Quid des chances de succès d’un tel projet? «Il faut tenter la chose, revendiquer beaucoup pour obtenir peut-être un peu moins», déclare Jeannot Liesi, secrétaire national du PST, se montrant lucide sur le rapport de force en présence. Même son de cloche du coté de solidaritéS: «Il s’agit d’un gros défi, mais avec la victoire de dimanche, il y a un potentiel pour développer ces arguments, c’est une opportunité qu’il faut saisir», estime Sébastien Schnyder. Pour l’heure, tous deux considèrent cependant leurs projets comme des apports à une discussion plus large qui devra avoir lieu avec l’ensemble des acteurs intéressés à gauche. Le PST a déjà convié à une réunion le 4 novembre prochain, et des assises des retraites seront convoquées pour le 9 décembre, sous l’égide du comité de gauche contre PV2020.
«Il n’y a pas d’urgence»
Pour Pablo Cruchon, l’un des porte-parole de ce comité, les éléments de base de la discussion pourraient être les suivants: «Renforcer le 1er pilier, notamment en lui affectant les mesures de consolidation prévues par PV2020 pour le 2ème pilier, refuser une baisse des rentes, et renoncer à toute hausse de l’âge de la retraite et de la TVA». Et d’imaginer des pistes comme le remplacement de la hausse de la TVA par la fiscalité directe ou une taxe sur les dividendes.

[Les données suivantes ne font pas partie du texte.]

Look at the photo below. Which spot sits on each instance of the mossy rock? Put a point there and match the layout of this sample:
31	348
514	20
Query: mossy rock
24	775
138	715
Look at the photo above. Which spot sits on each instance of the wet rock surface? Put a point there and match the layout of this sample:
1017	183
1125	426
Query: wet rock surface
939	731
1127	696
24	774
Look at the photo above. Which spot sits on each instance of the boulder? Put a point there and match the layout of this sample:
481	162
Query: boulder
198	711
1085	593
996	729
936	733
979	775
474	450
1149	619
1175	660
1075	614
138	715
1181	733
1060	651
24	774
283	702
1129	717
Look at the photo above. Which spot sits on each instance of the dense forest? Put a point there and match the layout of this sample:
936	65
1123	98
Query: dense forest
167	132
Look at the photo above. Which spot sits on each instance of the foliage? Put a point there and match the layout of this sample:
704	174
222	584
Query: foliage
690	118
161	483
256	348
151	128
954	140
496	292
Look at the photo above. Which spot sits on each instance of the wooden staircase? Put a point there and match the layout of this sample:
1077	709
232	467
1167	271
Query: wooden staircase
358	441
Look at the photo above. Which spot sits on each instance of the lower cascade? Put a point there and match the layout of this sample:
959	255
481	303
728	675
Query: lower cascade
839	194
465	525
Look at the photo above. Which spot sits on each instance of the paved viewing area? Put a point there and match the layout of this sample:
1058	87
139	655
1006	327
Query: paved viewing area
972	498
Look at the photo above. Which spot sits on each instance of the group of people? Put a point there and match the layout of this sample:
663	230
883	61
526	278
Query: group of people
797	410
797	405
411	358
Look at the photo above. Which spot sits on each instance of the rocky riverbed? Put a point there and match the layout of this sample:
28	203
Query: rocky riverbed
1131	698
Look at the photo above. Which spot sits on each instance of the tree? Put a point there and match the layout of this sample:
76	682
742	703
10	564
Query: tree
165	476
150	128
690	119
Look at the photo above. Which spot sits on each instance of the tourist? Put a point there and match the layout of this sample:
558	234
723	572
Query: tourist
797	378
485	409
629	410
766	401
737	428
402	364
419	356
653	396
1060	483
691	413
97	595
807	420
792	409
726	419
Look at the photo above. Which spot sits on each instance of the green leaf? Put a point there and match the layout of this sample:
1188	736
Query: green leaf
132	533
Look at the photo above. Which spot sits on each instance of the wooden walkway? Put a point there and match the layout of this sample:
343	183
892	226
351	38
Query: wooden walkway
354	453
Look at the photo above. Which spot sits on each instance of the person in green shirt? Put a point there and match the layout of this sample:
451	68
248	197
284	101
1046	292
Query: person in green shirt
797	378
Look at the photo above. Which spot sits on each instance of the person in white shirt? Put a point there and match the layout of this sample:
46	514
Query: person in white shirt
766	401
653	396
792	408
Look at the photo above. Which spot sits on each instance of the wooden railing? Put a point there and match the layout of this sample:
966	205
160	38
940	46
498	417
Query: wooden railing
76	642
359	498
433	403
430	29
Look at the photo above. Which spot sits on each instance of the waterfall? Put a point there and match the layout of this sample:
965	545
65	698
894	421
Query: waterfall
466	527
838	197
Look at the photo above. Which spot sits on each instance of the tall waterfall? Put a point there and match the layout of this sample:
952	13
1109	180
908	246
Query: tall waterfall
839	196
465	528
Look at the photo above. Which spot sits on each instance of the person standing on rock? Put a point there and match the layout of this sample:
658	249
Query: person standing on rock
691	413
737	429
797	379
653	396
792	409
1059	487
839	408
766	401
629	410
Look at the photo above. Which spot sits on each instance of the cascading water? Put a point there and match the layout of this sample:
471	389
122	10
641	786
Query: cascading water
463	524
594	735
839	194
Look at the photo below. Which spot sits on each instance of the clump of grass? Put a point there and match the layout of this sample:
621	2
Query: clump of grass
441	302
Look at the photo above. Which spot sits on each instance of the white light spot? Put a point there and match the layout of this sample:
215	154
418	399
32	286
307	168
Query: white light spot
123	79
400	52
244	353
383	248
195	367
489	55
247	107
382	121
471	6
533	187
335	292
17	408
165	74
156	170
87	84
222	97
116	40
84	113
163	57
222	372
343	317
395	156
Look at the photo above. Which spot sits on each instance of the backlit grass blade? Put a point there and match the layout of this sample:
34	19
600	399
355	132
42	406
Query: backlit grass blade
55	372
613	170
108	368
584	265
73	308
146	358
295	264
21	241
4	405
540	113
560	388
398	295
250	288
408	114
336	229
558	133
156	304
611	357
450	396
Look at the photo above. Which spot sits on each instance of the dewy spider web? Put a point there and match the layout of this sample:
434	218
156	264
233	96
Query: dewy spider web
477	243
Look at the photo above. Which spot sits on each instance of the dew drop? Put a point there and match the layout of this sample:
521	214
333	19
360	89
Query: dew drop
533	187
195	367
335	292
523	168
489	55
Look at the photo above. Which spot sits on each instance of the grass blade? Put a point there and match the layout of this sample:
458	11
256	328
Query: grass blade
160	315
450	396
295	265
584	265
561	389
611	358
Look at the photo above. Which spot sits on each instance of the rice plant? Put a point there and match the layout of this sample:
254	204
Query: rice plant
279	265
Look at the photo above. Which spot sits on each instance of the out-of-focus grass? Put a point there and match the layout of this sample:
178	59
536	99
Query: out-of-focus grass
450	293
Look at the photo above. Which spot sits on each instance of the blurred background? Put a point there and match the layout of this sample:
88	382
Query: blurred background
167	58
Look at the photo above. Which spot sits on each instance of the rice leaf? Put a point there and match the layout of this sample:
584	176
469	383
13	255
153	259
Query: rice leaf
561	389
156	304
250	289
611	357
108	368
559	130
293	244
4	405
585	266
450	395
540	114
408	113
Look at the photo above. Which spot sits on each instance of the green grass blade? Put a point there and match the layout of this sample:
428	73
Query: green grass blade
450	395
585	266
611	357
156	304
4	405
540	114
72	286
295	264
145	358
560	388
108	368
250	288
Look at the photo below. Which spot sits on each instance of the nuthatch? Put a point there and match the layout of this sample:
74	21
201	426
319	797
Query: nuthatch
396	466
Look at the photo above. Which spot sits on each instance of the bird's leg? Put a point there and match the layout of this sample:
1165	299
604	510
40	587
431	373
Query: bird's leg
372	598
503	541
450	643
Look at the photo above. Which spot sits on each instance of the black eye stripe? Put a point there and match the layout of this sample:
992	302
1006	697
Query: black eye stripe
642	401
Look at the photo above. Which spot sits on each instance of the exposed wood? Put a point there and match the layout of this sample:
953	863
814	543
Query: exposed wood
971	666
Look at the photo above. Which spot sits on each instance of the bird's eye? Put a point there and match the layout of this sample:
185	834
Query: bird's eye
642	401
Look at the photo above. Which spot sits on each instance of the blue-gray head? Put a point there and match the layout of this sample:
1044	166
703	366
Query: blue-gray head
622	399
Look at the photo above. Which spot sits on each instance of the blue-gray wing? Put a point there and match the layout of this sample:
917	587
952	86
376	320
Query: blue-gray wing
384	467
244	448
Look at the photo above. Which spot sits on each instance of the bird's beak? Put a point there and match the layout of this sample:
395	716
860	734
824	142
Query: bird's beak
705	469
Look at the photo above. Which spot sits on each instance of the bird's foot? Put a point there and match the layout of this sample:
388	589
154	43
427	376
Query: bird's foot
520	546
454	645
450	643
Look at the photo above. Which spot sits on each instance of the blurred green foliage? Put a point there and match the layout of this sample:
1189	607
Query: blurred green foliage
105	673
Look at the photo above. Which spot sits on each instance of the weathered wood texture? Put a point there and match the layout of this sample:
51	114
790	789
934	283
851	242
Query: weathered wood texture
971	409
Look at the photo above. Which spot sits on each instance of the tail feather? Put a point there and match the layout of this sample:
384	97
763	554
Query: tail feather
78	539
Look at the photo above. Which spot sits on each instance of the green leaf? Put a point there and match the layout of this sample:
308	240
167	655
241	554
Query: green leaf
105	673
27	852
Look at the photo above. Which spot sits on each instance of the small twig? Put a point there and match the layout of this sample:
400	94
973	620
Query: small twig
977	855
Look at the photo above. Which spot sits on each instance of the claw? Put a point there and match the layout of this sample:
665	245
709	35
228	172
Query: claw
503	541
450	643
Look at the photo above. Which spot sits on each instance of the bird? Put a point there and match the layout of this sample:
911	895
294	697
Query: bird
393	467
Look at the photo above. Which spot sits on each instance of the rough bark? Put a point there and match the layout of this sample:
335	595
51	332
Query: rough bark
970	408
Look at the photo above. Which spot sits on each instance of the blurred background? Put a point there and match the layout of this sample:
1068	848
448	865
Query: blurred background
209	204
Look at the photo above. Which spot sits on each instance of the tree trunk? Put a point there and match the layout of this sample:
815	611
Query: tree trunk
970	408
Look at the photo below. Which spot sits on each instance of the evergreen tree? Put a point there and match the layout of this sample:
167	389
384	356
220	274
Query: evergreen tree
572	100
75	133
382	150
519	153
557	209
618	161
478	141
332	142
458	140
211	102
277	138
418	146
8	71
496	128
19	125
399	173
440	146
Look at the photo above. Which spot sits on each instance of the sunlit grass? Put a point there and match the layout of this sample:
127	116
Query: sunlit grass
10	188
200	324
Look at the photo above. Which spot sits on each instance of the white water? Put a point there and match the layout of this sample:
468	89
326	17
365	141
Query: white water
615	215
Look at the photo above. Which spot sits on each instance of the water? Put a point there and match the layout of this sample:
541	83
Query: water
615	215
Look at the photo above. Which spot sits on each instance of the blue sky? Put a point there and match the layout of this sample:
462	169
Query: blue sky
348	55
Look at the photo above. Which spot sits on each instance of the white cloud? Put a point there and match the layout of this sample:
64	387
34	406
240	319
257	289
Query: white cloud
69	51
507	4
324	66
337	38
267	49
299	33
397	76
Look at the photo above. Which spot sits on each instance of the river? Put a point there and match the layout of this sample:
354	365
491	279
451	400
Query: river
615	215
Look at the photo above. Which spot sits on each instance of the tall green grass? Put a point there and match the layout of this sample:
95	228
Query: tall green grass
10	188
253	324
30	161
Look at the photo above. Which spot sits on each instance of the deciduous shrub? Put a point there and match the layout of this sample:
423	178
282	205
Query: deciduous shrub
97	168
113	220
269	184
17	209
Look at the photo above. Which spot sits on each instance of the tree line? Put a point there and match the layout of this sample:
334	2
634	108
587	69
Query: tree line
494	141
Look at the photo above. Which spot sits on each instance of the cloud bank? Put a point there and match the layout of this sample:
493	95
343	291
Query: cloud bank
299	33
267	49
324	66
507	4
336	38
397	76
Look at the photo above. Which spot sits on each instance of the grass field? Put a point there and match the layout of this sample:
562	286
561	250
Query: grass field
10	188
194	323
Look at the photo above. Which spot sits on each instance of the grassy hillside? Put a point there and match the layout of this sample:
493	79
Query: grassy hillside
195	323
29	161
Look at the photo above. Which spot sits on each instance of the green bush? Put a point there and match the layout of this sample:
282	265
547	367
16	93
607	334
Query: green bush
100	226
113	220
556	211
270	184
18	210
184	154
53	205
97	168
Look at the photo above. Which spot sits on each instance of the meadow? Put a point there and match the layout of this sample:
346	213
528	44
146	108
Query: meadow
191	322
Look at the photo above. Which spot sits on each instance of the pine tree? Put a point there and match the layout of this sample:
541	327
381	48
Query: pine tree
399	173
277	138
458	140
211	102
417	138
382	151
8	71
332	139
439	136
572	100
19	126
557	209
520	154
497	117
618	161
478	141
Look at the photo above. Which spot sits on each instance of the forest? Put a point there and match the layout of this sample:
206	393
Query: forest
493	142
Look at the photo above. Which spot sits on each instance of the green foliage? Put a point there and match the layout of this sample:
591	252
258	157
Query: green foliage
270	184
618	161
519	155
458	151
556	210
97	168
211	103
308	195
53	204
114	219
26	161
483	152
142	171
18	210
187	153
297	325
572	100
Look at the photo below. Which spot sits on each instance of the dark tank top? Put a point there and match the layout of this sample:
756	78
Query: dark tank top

Christiane Jaquet, de l’AVIVO, avance quant à elle «un refus de toute augmentation de l’âge de la retraite et un renforcement du 1er pilier afin que celui-ci respecte la Constitution», comme base de discussion. «Les inégalités de revenu et de salaire entre homme et femmes doivent disparaître», martèle quant à lui le comité national des femmes contre PV2020. Vice-président de la CGAS (communauté genevoise d’action syndicale) Alessandro Pelizzari envisage aussi des discussions autour d’un renforcement de l’AVS. Il considère toutefois que «notre rôle était avant tout d’éviter une réforme qui représentait un recul majeur» et qu’«il n’y a pas d’urgence à précipiter un nouveau projet ou à aligner les plans B».
«Les chambres fédérales doivent entendre le message du jour: NON au relèvement de l’âge de la retraite, NON à la baisse du taux de conversion du 2ème pilier, NON à la taxe antisociale qu’est la TVA», assénait le comité de gauche contre PV2020 dimanche. Au vu des propositions lancées par la droite depuis: augmenter l’âge de la retraite des femmes et la TVA, renoncer aux 70 francs dans l’AVS et baisser le taux de conversion du 2ème pilier, le message ne semble pas encore tout à fait passé.